Hacker News new | ask | show | jobs
by srean 4320 days ago
It is light years far from ideal. There are two variants of this much parroted line (i) Numpy, Scipy are just C loops, and (ii) 'just do the intensive parts in C', both leave a lot more to be desired.

Yes numpy, scipy indeed dispatch to precompiled C and sometimes Fortran loops but the problem lies elsewhere, in its vectorization paradigm. It is just extremely wasteful. There are two problems:

(a) it is not expressive enough to capture efficient computation without generating unnecessary intermediate arrays whose sole objective is to make it possible to write the computation as a vectorized operation. Unlike Matlab in the past, numpy, scipy are at least smart about broadcasting. This often allows one to avoid constructing those intermediates in memory. However, this comes at an extra indirection that affects all array operations via the stride vector. You pay the cost of indirection whether you need it or not.

(b) The second problem is generation of temporaries when you chain several binary operations. These temporaries get allocated, filled and destroyed over and over again within a single expression which itself might be in a loop. This costs computation, memory, not to mention GC pressure. There is of course numexpr but it is also quite limiting. For instance you cannot index or slice from within a numexpr expression. It offers limited set of reduce operations, in an expression you can use only one, and it must be the last one in the sequence of operations.
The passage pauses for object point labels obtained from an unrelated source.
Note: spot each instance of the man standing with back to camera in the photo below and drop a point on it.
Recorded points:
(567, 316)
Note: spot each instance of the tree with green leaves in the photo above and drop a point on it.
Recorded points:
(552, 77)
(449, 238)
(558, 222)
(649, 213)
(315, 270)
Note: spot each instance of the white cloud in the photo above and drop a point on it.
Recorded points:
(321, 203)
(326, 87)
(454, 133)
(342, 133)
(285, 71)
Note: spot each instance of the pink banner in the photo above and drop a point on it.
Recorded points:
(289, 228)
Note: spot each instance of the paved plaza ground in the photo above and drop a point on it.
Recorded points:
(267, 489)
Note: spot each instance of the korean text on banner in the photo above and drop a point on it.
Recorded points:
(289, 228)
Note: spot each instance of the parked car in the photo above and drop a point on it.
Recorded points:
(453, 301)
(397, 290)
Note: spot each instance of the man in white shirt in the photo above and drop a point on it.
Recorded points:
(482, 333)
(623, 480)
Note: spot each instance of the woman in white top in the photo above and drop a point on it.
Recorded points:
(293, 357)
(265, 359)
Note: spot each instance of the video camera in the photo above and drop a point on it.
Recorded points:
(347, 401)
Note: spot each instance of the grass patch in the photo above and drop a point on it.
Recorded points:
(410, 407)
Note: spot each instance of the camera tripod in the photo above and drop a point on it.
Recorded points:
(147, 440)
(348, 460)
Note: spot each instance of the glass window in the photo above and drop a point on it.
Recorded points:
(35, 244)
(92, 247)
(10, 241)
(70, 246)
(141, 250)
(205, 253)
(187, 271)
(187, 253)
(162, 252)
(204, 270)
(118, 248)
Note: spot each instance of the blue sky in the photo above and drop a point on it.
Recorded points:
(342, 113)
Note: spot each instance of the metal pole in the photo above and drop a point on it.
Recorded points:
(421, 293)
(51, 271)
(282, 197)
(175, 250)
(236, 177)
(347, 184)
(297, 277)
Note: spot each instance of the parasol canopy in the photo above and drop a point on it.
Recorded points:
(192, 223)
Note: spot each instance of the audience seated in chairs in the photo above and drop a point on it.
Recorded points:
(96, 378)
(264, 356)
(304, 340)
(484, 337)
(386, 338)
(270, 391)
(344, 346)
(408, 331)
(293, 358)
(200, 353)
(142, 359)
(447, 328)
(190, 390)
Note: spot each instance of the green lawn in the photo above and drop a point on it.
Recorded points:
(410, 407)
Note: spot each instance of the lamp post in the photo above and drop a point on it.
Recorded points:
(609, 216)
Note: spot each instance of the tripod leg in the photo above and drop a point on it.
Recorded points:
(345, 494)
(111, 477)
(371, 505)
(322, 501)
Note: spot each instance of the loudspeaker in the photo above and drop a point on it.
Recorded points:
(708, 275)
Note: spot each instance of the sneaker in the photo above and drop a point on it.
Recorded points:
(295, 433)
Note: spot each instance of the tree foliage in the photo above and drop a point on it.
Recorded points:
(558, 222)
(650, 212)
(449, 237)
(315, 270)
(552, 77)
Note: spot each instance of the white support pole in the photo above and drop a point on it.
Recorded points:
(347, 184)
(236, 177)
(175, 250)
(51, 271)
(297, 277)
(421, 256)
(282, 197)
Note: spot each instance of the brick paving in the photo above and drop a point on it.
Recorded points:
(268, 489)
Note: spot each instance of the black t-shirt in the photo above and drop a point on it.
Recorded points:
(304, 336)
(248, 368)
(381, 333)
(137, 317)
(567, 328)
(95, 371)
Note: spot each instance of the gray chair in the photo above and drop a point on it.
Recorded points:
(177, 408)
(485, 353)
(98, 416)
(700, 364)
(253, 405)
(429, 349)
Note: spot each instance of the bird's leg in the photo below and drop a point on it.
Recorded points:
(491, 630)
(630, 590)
Then there is 'write to C'. If we have not eliminated the need to write C we have not really solved the hard problems have we. I think the whole point was to avoid writing low level code because it is error prone, tedious and that it often comes at the cost of productivity. The drop down to C imposes an unnecessary break in flow and forces you to tackle the impedance mismatch. Tools like Cython eases this a bit. You cannot for example use numpy array expressions efficiently from Cython, you have to write those tedious low level indexing code. If I were to write C, I would rather write it in C syntax and take advantage of the decades of tooling around C syntax. Cython is great and an awesome community effort, but it still quite a simple compiler and has limitations.
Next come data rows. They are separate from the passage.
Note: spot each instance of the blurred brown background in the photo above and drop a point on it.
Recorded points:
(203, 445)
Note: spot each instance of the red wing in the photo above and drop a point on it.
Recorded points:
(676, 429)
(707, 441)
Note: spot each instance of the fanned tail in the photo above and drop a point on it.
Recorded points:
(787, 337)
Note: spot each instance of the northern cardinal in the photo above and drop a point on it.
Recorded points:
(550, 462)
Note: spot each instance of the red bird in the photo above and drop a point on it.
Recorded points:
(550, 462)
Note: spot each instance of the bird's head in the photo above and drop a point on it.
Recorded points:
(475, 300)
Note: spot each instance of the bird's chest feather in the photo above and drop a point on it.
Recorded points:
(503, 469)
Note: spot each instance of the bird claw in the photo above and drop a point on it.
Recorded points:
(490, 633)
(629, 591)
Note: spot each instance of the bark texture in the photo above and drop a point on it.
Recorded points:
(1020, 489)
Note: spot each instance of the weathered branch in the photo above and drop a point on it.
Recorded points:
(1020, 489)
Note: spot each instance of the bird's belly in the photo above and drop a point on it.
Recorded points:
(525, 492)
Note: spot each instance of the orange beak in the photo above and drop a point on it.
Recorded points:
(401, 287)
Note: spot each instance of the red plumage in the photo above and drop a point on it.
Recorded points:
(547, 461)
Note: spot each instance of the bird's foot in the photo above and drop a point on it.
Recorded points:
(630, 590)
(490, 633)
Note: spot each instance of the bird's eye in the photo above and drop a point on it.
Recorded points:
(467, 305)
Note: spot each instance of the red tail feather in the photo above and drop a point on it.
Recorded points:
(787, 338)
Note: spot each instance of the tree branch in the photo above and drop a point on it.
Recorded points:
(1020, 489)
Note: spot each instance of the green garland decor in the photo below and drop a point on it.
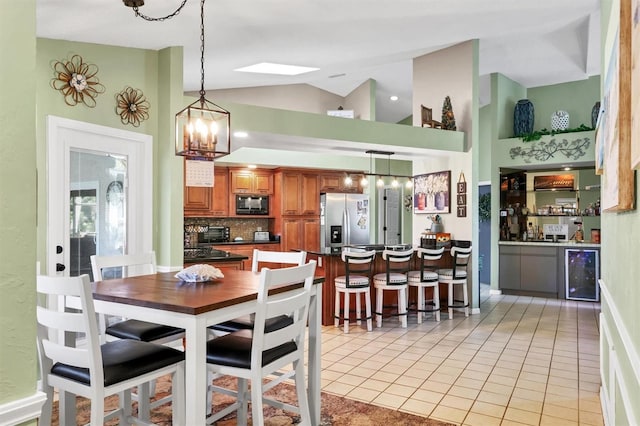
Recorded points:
(536, 135)
(484, 207)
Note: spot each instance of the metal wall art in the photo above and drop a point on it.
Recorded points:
(543, 151)
(432, 193)
(77, 81)
(132, 106)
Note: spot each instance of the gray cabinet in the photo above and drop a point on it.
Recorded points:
(532, 270)
(509, 275)
(539, 269)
So far I have been talking only about ease of use, quality of programming experience etc etc, but that is not the only issue here. The problem is calls to C and more importantly callbacks from C to Python are expensive enough to be non-ignorable. If you have a hot loop where you go back and forth between C/Fortran world and Python thats going to incur a serious hit. The solution is to make the containing piece of Code into C/Fortran/Cython, so it ends up swallowing more and more of the application logic, leaving only but a shell of I/O in the Python world.
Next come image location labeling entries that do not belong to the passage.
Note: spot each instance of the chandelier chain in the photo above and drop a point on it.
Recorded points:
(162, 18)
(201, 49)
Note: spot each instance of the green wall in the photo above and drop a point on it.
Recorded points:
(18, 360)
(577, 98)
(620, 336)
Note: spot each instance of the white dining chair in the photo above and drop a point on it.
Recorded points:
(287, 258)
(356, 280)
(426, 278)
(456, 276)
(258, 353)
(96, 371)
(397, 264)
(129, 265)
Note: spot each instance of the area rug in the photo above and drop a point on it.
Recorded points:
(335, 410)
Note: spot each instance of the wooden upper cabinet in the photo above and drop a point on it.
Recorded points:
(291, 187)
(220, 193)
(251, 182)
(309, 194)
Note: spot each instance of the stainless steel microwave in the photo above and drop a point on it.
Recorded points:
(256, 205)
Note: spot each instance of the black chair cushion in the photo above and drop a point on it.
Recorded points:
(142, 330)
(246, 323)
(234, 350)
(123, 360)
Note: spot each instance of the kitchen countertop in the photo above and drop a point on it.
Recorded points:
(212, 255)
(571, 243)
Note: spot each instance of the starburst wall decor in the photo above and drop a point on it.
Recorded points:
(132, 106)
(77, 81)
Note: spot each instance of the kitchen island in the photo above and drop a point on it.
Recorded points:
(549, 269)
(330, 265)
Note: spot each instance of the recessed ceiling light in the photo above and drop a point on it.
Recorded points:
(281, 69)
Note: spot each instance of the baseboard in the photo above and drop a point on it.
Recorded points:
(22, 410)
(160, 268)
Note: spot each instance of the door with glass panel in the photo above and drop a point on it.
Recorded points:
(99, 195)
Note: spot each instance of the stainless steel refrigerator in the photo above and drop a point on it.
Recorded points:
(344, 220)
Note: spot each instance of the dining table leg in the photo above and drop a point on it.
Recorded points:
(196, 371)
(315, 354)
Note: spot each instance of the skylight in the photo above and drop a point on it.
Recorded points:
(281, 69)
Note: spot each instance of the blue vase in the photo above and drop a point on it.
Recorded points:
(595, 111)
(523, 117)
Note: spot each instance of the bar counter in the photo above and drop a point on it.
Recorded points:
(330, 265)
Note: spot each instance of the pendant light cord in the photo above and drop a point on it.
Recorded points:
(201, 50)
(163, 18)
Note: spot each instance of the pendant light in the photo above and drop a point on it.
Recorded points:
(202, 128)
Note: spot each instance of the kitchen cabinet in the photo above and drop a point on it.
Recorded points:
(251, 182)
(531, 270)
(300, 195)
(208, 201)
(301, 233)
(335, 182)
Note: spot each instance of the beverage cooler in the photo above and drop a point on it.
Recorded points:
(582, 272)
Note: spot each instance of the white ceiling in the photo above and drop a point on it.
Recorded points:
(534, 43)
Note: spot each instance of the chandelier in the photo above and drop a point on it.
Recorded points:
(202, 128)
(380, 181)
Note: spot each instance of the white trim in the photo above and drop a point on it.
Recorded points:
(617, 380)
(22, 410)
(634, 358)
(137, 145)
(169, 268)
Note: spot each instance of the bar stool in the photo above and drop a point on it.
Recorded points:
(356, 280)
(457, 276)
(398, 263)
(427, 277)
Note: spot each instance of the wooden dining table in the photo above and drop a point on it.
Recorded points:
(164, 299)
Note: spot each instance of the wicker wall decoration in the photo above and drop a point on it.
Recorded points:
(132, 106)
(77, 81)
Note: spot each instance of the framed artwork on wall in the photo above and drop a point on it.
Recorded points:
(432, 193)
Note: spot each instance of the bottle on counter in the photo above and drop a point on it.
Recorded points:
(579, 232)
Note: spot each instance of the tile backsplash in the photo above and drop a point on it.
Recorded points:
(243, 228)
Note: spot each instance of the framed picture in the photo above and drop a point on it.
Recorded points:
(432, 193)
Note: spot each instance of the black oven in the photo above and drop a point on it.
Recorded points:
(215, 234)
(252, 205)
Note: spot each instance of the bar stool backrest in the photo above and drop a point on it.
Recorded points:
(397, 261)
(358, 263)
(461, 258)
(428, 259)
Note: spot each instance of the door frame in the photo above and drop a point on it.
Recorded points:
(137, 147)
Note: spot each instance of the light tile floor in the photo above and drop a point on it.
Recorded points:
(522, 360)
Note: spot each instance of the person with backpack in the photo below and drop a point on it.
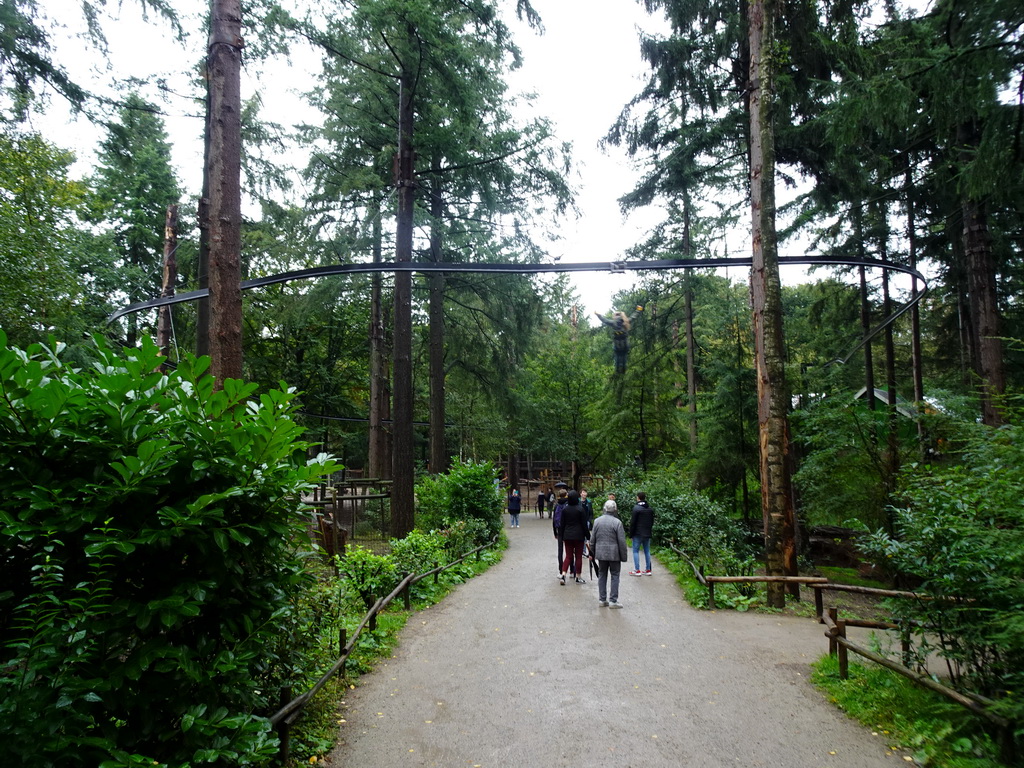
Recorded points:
(572, 529)
(556, 520)
(608, 545)
(515, 506)
(641, 526)
(588, 508)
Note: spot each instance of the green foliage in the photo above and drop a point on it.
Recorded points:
(939, 732)
(368, 574)
(465, 494)
(842, 477)
(695, 524)
(418, 552)
(147, 555)
(43, 256)
(960, 537)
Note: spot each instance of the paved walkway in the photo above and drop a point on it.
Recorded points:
(514, 670)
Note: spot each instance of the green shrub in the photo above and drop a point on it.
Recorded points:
(466, 493)
(960, 538)
(696, 524)
(148, 552)
(368, 574)
(418, 552)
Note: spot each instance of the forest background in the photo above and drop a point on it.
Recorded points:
(886, 158)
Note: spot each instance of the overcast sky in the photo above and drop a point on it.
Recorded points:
(584, 69)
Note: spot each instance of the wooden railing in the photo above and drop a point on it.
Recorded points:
(840, 645)
(283, 719)
(711, 581)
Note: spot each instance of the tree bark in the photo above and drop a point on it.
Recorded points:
(379, 456)
(915, 351)
(402, 501)
(984, 310)
(165, 331)
(776, 497)
(691, 370)
(438, 451)
(224, 159)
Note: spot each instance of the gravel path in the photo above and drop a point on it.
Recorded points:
(514, 670)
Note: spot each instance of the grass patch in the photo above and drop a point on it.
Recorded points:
(937, 732)
(316, 730)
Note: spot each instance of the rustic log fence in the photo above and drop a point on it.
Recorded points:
(711, 581)
(283, 719)
(840, 645)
Its not the end of the world but not quite the rosy picture you give. Another issue is cultural, its common among many newer programmers not to have really experienced fast runtimes, of course this is a generalization and does not apply to all, but have seen it happen frequently enough. They are greatly amazed by what I would call only modest improvement in runtimes and they would be cheering "Wow! so speed much fast!" etc.

All of these make me be really hopeful about Julia. Interacting with the community gives me the feeling that they get it. Julia is an expressive language, already quite performant and not saddled by limitations of vectorization. I do like the terseness of vectorized expressions over loops, this is being filled by devectorize.jl. Yes there are more libraries available in R or Scipy but given the ease with which one can code in Julia I dont see this to be an unsurmountable problem. Every language has to begin somewhere and unlike say other competing solutions like Torch7 I find the community very friendly, responsive and pragmatic. It seems they spend conscious effort to keep it that way. So, Julia community, here is wishing all the best.

I do love Python a lot, and I mean really really a whole lot (except for its OOP parts) but this self cheering gets a little too much at times.

2 comments

I have used CFFI in a few projects for writing a core computation in actual, pure C, and dynamically calling it from Python. Performance is really great, I vastly prefer it over Cython.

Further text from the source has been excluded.